まずは、略儀ながら書中をもちましてご案内申し上げます。
↓
【判断・態度」(対事的モダリティ)だけの日本語文章】
山田商事が○○月○○日に創立○○周年を迎える。関係者に感謝を示すために下記条件で記念パーティーを催す。関係者のパーティーへの出席を希望する。
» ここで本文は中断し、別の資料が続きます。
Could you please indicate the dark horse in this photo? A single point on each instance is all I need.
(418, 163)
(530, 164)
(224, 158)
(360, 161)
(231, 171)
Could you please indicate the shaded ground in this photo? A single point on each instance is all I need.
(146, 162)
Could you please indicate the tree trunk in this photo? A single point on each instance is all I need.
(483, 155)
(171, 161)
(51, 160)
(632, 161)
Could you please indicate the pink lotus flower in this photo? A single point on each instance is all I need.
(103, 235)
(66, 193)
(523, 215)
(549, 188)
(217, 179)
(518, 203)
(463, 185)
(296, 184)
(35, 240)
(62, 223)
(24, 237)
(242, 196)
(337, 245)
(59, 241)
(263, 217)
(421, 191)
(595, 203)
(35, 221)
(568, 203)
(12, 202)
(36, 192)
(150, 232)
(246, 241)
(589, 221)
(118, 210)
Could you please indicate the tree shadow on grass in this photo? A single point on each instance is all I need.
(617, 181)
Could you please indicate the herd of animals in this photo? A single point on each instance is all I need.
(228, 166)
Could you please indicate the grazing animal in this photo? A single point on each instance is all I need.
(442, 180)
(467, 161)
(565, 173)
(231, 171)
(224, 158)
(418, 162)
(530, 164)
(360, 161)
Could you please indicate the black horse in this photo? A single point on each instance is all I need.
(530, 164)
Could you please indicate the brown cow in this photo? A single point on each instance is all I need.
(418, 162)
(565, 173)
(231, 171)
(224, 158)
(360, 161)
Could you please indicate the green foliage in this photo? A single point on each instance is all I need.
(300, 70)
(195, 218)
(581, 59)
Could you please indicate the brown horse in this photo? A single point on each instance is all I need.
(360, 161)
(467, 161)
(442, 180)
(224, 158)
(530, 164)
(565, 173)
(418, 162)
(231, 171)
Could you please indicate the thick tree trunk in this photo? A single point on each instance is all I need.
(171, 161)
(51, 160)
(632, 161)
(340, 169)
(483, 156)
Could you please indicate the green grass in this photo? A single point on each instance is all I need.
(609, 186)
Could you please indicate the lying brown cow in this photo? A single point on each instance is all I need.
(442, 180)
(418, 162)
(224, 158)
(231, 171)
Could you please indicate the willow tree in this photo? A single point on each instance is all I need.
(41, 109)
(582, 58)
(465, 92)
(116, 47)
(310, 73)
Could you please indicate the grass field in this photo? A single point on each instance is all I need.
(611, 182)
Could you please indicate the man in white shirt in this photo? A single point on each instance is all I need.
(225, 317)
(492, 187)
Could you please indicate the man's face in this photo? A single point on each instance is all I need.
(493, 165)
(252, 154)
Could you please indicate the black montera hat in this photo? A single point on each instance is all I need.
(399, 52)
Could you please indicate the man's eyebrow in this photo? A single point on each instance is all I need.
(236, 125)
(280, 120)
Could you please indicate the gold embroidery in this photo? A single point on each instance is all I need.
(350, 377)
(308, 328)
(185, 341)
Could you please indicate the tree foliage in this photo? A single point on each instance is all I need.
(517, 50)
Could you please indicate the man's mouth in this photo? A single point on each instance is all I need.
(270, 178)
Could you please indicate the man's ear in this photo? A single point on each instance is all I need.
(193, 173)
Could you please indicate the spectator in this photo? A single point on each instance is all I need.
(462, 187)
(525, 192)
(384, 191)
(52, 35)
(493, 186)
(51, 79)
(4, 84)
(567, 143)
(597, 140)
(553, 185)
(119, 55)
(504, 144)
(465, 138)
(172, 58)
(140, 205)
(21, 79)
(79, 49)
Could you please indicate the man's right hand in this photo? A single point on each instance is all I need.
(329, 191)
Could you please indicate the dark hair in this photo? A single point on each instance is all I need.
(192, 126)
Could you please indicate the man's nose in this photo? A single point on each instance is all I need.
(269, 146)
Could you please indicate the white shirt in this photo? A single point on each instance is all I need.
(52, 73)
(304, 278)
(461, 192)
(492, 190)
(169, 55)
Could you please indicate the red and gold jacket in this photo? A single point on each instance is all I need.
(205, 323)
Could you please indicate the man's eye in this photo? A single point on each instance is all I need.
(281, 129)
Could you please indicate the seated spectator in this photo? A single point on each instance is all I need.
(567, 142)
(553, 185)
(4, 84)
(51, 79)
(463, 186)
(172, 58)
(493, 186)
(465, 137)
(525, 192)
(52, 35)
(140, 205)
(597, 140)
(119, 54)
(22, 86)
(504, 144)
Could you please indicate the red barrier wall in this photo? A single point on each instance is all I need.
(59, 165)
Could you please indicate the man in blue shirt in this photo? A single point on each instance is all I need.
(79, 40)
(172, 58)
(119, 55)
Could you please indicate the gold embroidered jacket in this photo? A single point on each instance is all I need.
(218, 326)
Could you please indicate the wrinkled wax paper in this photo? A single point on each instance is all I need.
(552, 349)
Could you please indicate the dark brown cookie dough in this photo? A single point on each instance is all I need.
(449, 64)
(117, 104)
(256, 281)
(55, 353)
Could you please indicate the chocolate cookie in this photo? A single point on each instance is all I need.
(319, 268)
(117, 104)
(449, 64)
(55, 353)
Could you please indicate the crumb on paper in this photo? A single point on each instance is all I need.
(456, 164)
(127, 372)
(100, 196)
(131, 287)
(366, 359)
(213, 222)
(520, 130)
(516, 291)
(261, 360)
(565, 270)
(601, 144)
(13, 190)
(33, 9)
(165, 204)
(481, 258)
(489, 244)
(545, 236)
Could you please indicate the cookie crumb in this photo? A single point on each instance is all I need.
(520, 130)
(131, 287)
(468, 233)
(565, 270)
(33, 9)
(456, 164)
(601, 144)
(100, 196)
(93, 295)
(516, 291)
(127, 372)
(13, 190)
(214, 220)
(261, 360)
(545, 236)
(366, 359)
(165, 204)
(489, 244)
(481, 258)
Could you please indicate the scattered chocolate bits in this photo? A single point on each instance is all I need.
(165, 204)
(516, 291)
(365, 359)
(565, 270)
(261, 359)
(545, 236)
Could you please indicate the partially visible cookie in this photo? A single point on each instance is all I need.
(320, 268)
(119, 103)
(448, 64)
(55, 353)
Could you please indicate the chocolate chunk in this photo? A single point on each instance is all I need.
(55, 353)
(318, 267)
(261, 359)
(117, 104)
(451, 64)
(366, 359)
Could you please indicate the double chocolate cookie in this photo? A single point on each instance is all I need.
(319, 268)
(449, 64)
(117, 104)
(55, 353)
これが、「伝達」(対人的モダリティ)というトッピング部分を除いた認識(命題)と判断(対事的モダリティ)の部分である。
なんともそっけないかたちになった。
これほどまでに
日本語という言語は伝達(対人的モダリティ)表現まみれの言語
だということである。
さらにいえば、
「いつも世話になります。」
「どうぞよろしくお願いします。」
のように、本来であれば認識(命題)の部分を担うべき表現であっても、場合によっては伝達(対人的モダリティ)表現として用いられてしまうという傾向が、日本語には強く見られる。
より一般化していえば、
日本語の世界では対事的な認識・表現から対人的な認識・表現に向かおうとする力がつねに強く働いているといえるのではないだろうか。
一方で
英語の世界ではその逆に、対人的な認識・表現から対事的な認識・表現へと向かおうとする力がつねに強く働いているように思われる。